Menschennah | Geschichten aus Bethel
20 Jahre Betheljahr
Es war ein bescheidener Anfang: Mit 25 Teilnehmerinnen und Teilnehmern war 2002 die erste Auflage des Betheljahrs gestartet. Heute, 20 Jahre später, ist ihre Zahl rund 20 Mal so hoch. 480 junge Menschen waren im vergangenen Jahr für den Freiwilligendienst in Bethel im Einsatz. Nicht nur in Hinblick auf das Wachstum ist das Betheljahr ein Erfolgsmodell.
Konzipiert wurde das Betheljahr bei seinem Projektstart als Alternative für den Zivildienst. „Schon damals gab es Überlegungen, dass der Zivildienst möglicherweise einmal aufgelöst werden könnte“, sagt Diakon Stefan Homann, Leiter der Freiwilligenagentur Bethel. „Und weil es in Bethel um die 150 Zivildienstleistende gab, wollte man für diesen Fall vorbereitet sein.“
Fortan war Bethel nicht mehr nur Einsatzstelle für das Freiwillige Soziale Jahr (FSJ), sondern auch Träger – und damit verantwortlich für Bewerbungsverfahren, Seminarangebote und die pädagogische Begleitung der Teilnehmenden. Tatsächlich abgeschafft wurde der Zivildienst schlussendlich erst im Jahr 2011. „Aber zu diesem Zeitpunkt hatte Bethel alles Organisatorische in trockenen Tüchern“, so Stefan Homann. Heute haben Betheljahr-Teilnehmende die Wahl zwischen FSJ und Bundesfreiwilligendienst; Unterschiede gibt es vor allem hinsichtlich der Altersgrenzen und der Möglichkeit, den Dienst auch in Teilzeit zu erfüllen.

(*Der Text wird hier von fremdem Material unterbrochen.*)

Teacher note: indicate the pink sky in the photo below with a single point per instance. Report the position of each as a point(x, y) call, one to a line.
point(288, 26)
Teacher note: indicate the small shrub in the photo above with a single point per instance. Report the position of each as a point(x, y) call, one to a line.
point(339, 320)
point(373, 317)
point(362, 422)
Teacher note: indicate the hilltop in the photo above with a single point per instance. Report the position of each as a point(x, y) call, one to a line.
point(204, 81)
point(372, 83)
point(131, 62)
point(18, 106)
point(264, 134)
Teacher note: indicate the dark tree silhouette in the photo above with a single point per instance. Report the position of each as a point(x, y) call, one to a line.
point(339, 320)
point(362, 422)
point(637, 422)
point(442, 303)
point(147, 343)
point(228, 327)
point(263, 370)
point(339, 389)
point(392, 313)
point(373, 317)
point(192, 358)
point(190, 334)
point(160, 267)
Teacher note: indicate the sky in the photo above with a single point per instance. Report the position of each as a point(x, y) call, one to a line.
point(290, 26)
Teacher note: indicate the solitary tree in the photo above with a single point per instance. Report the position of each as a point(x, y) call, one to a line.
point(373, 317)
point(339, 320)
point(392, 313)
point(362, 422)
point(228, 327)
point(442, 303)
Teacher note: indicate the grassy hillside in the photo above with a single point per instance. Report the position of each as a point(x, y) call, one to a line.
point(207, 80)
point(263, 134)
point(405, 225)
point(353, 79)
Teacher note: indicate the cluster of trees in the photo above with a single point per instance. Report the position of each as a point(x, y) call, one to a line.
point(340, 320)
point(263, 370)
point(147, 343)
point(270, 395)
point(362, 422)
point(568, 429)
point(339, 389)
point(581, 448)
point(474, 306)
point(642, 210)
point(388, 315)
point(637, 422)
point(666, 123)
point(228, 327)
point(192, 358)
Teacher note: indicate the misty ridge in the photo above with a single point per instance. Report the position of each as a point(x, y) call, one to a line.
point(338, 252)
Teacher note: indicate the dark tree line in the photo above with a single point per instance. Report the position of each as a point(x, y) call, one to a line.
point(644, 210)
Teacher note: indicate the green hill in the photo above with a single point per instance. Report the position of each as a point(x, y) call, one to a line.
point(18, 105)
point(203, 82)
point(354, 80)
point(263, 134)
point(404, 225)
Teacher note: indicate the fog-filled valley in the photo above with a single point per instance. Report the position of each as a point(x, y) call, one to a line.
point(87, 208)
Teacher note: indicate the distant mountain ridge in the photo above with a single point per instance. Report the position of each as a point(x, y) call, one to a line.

„Die jungen Menschen sind für Bethel enorm wichtig“, sagt Stefan Homann. „Bei ihren Einsätzen übernehmen sie viele zusätzliche Tätigkeiten, die ohne sie gar nicht geleistet werden könnten.“ Positive Effekte in Bethel hinterließen sie aber nicht allein durch ihre Arbeitskraft. „500 junge Leute – das bedeutet auch 500 neue Ideen und viel frischen Wind.“ Mit dem unbefangenen Blick von außen würden auch eingespielte Prozesse hinterfragt und neu gedacht werden.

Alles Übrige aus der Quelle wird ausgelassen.